Nem os passos dos militares que transportaram a urna se ouviram no meio do silêncio na alameda de entrada do Cemitério dos Prazeres, em Lisboa, no funeral do antigo Presidente da República Mário Soares.
O silêncio foi quase absoluto, não fossem os “flashes” dos fotógrafos. Ouviu-se a marcha fúnebre, tocada, à porta do cemitério, pela banda do Exército. Ouviu-se uma salva de tiros de espingarda – 60. No Tejo, a essa hora, a corveta “Jacinto Cândido” disparou uma salva de 21 tiros.
Eram 15:50 quando o cortejo chegou ao largo junto ao cemitério. Às 15:58, o sino deu o sinal de entrada da urna de Mário Soares no cemitério. Atrás, vinham os filhos, Isabel e João, os netos, o Presidente da República, Marcelo Rebelo de Sousa, o presidente da Assembleia da República, Ferro Rodrigues, e o ministro dos Negócios Estrangeiros, Augusto Santos Silva, em representação do Governo.
A urna ficou junto à capela, decorada com uma foto gigante de Mário Soares e uma faixa preta com a frase “Unir os portugueses, servir Portugal”.
Ouve-se então, pelos altifalantes, a voz de Mário Alberto Nobre Lopes Soares, no seu primeiro tempo de antena para as presidenciais de 1986. Foi uma espécie de legado, dito pelo próprio.
“Nasci num país intolerante e pobre, com fome nos campos e nas cidades”, começava por se ouvir, à medida que centenas de pessoas continuavam a entrar no cemitério. A voz lembrava a ditadura e a luta contra “o fascismo”, o 25 de Abril e a libertação do país.
E uma das últimas frases é própria de quem, no dia em que venceu a segunda volta das presidenciais, em 1986, reclamou para si a “vitória da tolerância”, a “vitória da liberdade”: “a verdade não pertence em exclusivo a ninguém e não há nada que substitua a tolerância”.
Estava a terminar a cerimónia. Os militares dobraram a bandeira nacional que cobriu a urna durante todo o cortejo, que foi sucessivamente entregue ao Chefe do Estado das Forças Armadas, general Pina Monteiro, ao Presidente da República e ao filho, João.
Antes, foram devolvidas à família as principais condecorações recebidas pelo histórico socialista durante a sua longa carreira política, tendo cabido aos netos de Soares este momento simbólico.

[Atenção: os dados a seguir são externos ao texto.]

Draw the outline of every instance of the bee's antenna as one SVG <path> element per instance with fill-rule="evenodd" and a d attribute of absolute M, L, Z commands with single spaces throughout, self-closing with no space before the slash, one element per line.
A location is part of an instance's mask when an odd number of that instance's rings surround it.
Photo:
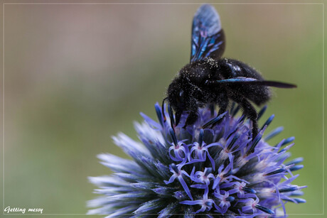
<path fill-rule="evenodd" d="M 162 100 L 162 105 L 161 105 L 161 112 L 162 112 L 162 116 L 164 116 L 164 122 L 166 122 L 166 116 L 165 116 L 165 101 L 168 99 L 168 97 L 165 97 Z"/>

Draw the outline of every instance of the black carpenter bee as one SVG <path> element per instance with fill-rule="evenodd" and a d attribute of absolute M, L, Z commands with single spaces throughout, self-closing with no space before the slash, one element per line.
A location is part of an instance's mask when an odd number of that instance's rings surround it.
<path fill-rule="evenodd" d="M 198 118 L 198 109 L 218 105 L 218 116 L 228 108 L 230 100 L 238 104 L 252 121 L 252 139 L 258 133 L 257 113 L 250 102 L 259 106 L 272 96 L 268 87 L 293 88 L 294 85 L 264 80 L 254 68 L 239 60 L 221 59 L 225 35 L 218 13 L 208 4 L 194 15 L 191 62 L 177 74 L 167 89 L 169 107 L 175 112 L 175 125 L 183 111 L 188 116 L 183 128 Z M 171 108 L 168 108 L 171 111 Z"/>

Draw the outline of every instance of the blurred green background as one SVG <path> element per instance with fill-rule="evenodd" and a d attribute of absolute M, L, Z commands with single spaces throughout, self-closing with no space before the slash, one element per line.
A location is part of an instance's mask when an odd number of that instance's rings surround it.
<path fill-rule="evenodd" d="M 215 6 L 225 57 L 298 85 L 274 89 L 264 119 L 274 114 L 269 129 L 284 126 L 272 144 L 295 136 L 292 156 L 304 158 L 294 183 L 308 185 L 307 202 L 287 204 L 289 217 L 322 214 L 323 6 Z M 126 157 L 111 136 L 137 139 L 139 113 L 156 118 L 154 103 L 189 61 L 198 7 L 5 5 L 5 207 L 86 213 L 97 197 L 87 176 L 109 173 L 96 155 Z"/>

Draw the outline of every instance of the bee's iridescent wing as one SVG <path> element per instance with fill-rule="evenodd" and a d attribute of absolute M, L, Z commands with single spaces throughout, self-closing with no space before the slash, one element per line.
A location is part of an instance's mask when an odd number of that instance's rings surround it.
<path fill-rule="evenodd" d="M 274 87 L 278 88 L 295 88 L 296 87 L 296 85 L 282 82 L 277 82 L 277 81 L 270 81 L 270 80 L 258 80 L 254 78 L 250 77 L 238 77 L 232 79 L 227 79 L 227 80 L 216 80 L 216 81 L 207 81 L 208 83 L 210 84 L 226 84 L 226 85 L 232 85 L 232 84 L 242 84 L 242 85 L 263 85 L 267 87 Z"/>
<path fill-rule="evenodd" d="M 225 50 L 225 35 L 215 8 L 202 5 L 192 26 L 191 62 L 210 57 L 219 59 Z"/>

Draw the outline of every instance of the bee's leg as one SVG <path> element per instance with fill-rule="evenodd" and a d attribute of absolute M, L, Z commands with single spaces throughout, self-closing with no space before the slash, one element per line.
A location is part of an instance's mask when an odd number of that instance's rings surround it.
<path fill-rule="evenodd" d="M 178 125 L 179 121 L 181 121 L 181 116 L 182 116 L 183 111 L 177 111 L 175 114 L 175 126 Z"/>
<path fill-rule="evenodd" d="M 237 96 L 232 97 L 232 100 L 237 103 L 240 107 L 243 109 L 245 115 L 246 115 L 252 121 L 252 141 L 255 138 L 255 136 L 258 134 L 258 114 L 255 110 L 254 107 L 249 102 L 248 100 L 243 97 Z"/>
<path fill-rule="evenodd" d="M 228 101 L 228 97 L 227 96 L 227 94 L 223 94 L 221 97 L 221 98 L 220 98 L 220 99 L 218 101 L 217 103 L 218 104 L 218 106 L 219 106 L 218 115 L 217 116 L 218 116 L 221 114 L 226 111 L 228 107 L 229 101 Z"/>
<path fill-rule="evenodd" d="M 227 107 L 228 107 L 228 97 L 227 94 L 225 93 L 221 93 L 219 97 L 217 99 L 216 104 L 218 104 L 219 106 L 219 111 L 218 111 L 218 114 L 217 114 L 217 117 L 218 117 L 220 114 L 226 111 Z M 210 121 L 213 121 L 213 120 L 211 120 Z M 219 124 L 221 123 L 223 119 L 220 119 L 218 121 L 215 121 L 212 125 L 211 125 L 211 129 L 215 126 L 217 124 Z M 210 121 L 207 123 L 206 124 L 209 124 Z M 206 126 L 206 124 L 203 125 L 204 126 Z"/>
<path fill-rule="evenodd" d="M 199 116 L 198 114 L 198 110 L 191 111 L 183 128 L 186 129 L 187 126 L 193 124 L 198 120 L 198 117 Z"/>

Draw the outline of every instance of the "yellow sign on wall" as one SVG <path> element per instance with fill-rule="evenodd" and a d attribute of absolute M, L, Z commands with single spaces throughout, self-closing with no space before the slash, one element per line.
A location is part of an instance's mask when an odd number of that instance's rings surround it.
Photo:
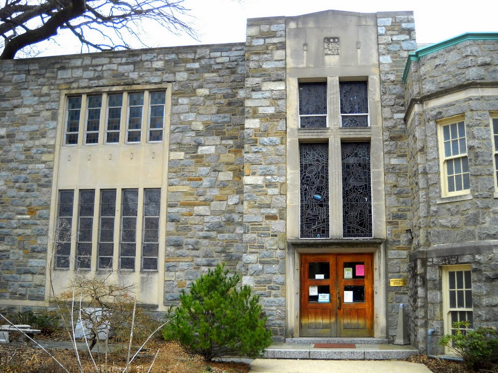
<path fill-rule="evenodd" d="M 406 280 L 404 279 L 390 279 L 389 280 L 391 286 L 406 286 Z"/>

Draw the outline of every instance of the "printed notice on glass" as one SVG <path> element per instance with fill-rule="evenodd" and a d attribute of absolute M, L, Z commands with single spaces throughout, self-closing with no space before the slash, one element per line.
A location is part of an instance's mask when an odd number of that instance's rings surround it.
<path fill-rule="evenodd" d="M 345 279 L 353 278 L 353 268 L 352 268 L 351 267 L 347 267 L 344 269 L 344 278 Z"/>
<path fill-rule="evenodd" d="M 356 276 L 365 276 L 365 265 L 364 264 L 356 265 Z"/>
<path fill-rule="evenodd" d="M 328 303 L 330 301 L 330 294 L 318 294 L 318 302 L 319 302 L 319 303 Z"/>
<path fill-rule="evenodd" d="M 353 291 L 344 291 L 344 303 L 353 303 Z"/>

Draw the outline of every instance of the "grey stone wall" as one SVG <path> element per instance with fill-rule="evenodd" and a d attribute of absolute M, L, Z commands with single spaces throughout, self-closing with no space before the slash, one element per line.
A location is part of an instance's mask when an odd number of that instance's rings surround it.
<path fill-rule="evenodd" d="M 183 53 L 182 53 L 183 52 Z M 240 270 L 243 44 L 172 49 L 164 303 L 221 261 Z"/>
<path fill-rule="evenodd" d="M 408 178 L 405 105 L 402 81 L 408 54 L 416 49 L 412 12 L 378 12 L 377 26 L 384 140 L 387 237 L 387 335 L 396 334 L 399 303 L 408 303 L 405 287 L 391 287 L 389 279 L 408 278 L 412 200 Z M 407 307 L 411 314 L 411 307 Z"/>
<path fill-rule="evenodd" d="M 244 127 L 244 282 L 285 337 L 285 19 L 248 21 Z"/>
<path fill-rule="evenodd" d="M 63 89 L 172 83 L 166 300 L 201 268 L 240 263 L 245 54 L 234 44 L 0 63 L 0 298 L 45 298 Z"/>
<path fill-rule="evenodd" d="M 408 167 L 416 232 L 410 270 L 414 280 L 411 304 L 416 309 L 410 329 L 415 345 L 422 351 L 428 329 L 434 328 L 436 335 L 444 333 L 441 266 L 472 264 L 476 325 L 494 320 L 488 314 L 494 314 L 497 304 L 493 292 L 498 265 L 493 250 L 482 250 L 498 238 L 490 126 L 490 112 L 498 110 L 498 95 L 493 93 L 498 87 L 497 47 L 496 41 L 474 40 L 445 48 L 412 61 L 406 79 Z M 465 91 L 477 87 L 487 91 Z M 467 198 L 443 198 L 437 121 L 460 114 L 465 115 L 470 194 Z M 440 251 L 443 244 L 449 248 Z M 462 245 L 466 248 L 457 255 Z"/>

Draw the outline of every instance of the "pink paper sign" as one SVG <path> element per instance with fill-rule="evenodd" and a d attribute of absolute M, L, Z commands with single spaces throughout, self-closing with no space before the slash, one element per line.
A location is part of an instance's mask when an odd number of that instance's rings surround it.
<path fill-rule="evenodd" d="M 365 276 L 365 265 L 364 264 L 356 265 L 356 276 Z"/>

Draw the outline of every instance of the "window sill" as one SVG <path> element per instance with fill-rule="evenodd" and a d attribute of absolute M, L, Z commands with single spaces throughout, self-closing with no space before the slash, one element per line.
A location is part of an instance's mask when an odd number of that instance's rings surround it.
<path fill-rule="evenodd" d="M 452 195 L 448 197 L 438 197 L 436 203 L 438 204 L 440 203 L 447 203 L 450 202 L 458 202 L 459 201 L 465 201 L 468 199 L 472 199 L 472 194 L 470 192 L 465 194 L 459 195 Z"/>

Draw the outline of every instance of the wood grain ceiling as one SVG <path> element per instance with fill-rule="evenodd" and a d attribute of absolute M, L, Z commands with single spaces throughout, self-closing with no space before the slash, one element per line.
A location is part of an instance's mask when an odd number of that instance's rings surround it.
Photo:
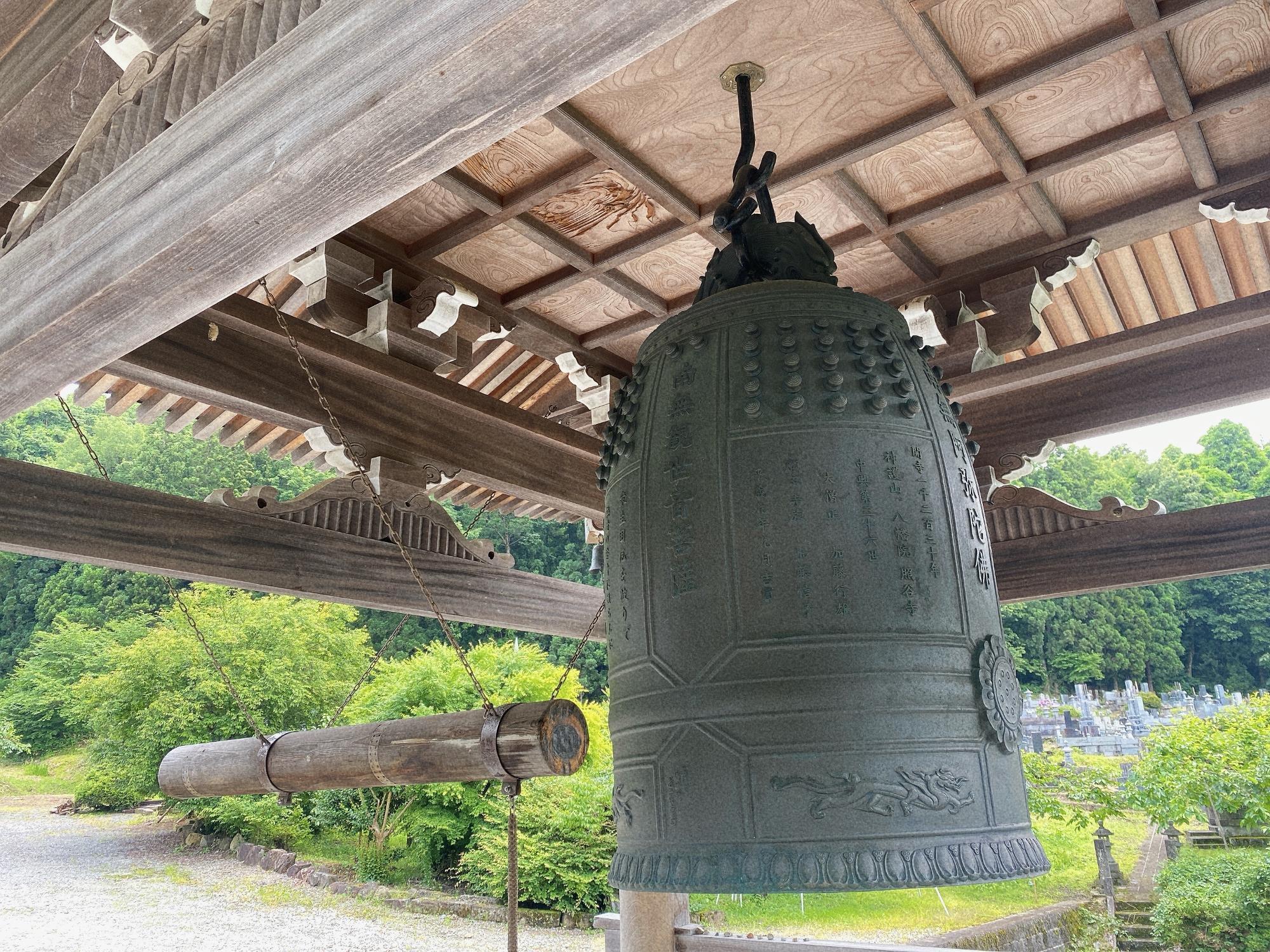
<path fill-rule="evenodd" d="M 739 0 L 364 225 L 634 359 L 718 244 L 738 137 L 718 74 L 744 58 L 779 213 L 890 300 L 1270 162 L 1264 0 Z M 1264 236 L 1158 231 L 1060 291 L 1029 350 L 1266 289 Z"/>
<path fill-rule="evenodd" d="M 1270 178 L 1266 0 L 738 0 L 370 216 L 357 244 L 634 360 L 720 244 L 738 128 L 718 75 L 747 58 L 767 70 L 754 109 L 777 212 L 818 225 L 839 283 L 970 296 L 1104 242 L 1010 360 L 1270 291 L 1270 225 L 1198 212 Z M 580 418 L 541 350 L 486 341 L 450 376 Z M 442 495 L 568 518 L 475 485 Z"/>

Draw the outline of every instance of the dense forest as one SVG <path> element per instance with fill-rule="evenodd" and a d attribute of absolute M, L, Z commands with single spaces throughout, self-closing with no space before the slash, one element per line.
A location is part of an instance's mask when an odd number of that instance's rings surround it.
<path fill-rule="evenodd" d="M 138 425 L 131 410 L 126 416 L 108 416 L 103 406 L 104 401 L 99 401 L 94 407 L 77 410 L 76 416 L 118 482 L 189 499 L 203 499 L 216 489 L 243 493 L 250 486 L 276 486 L 281 498 L 290 499 L 331 476 L 292 466 L 290 461 L 271 459 L 267 453 L 249 454 L 241 448 L 222 447 L 215 439 L 202 442 L 188 433 L 171 434 L 157 423 Z M 97 472 L 55 400 L 0 421 L 0 457 L 71 472 Z M 536 522 L 446 508 L 458 526 L 471 527 L 469 537 L 491 539 L 499 551 L 511 552 L 517 569 L 599 584 L 598 576 L 587 571 L 591 552 L 583 542 L 580 523 Z M 151 616 L 169 602 L 166 586 L 150 575 L 0 552 L 0 689 L 32 635 L 47 630 L 56 618 L 99 627 L 110 621 Z M 378 647 L 398 619 L 399 616 L 386 612 L 358 609 L 354 625 L 366 628 Z M 575 645 L 570 638 L 476 625 L 453 627 L 465 646 L 519 637 L 541 646 L 552 661 L 568 660 Z M 441 637 L 439 626 L 431 618 L 410 618 L 387 656 L 408 658 L 417 647 Z M 588 646 L 578 669 L 587 696 L 598 698 L 608 671 L 603 645 Z"/>
<path fill-rule="evenodd" d="M 288 496 L 325 479 L 263 453 L 248 454 L 215 440 L 169 434 L 159 424 L 108 416 L 99 407 L 81 416 L 121 482 L 202 499 L 215 489 L 244 491 L 251 485 L 273 485 Z M 1222 421 L 1200 443 L 1199 453 L 1170 448 L 1156 461 L 1123 447 L 1104 454 L 1068 447 L 1057 451 L 1027 482 L 1093 508 L 1105 495 L 1132 505 L 1158 499 L 1170 512 L 1270 495 L 1270 454 L 1247 428 Z M 90 472 L 83 447 L 53 401 L 0 423 L 0 456 Z M 453 514 L 465 527 L 478 517 L 470 510 Z M 589 553 L 580 526 L 486 513 L 469 534 L 494 539 L 498 548 L 516 556 L 519 569 L 597 581 L 587 574 Z M 168 600 L 163 583 L 151 576 L 0 552 L 0 687 L 33 633 L 48 630 L 55 619 L 99 627 L 151 616 Z M 1020 675 L 1036 687 L 1111 685 L 1134 678 L 1157 687 L 1220 682 L 1231 691 L 1248 691 L 1265 685 L 1270 668 L 1270 572 L 1008 605 L 1003 616 Z M 354 623 L 378 646 L 396 618 L 358 611 Z M 556 661 L 573 649 L 563 638 L 458 627 L 469 645 L 518 636 Z M 438 637 L 436 622 L 410 619 L 390 656 L 408 658 Z M 603 646 L 589 646 L 580 664 L 588 697 L 602 694 L 606 673 Z"/>

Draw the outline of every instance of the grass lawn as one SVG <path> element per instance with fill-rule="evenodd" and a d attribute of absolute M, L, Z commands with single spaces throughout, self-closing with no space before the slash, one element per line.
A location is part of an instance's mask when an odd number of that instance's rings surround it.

O cortejo seguiu depois para jazigo da família, onde só deveriam estar os familiares mais próximos. Antes, fez uma breve paragem junto à sepultura de Jaime Cortesão, ao lado de quem Mário Soares esteve, em 1956, no Diretório Democrático-Social, após a rutura com o PCP.
A paragem foi breve. Seguiu-se a última viagem até ao jazigo da família, decorado com 12 rosas amarelas, e mais uma salva de palmas, a derradeira neste dia em que Portugal se despediu de Mário Soares. Eram 16:14.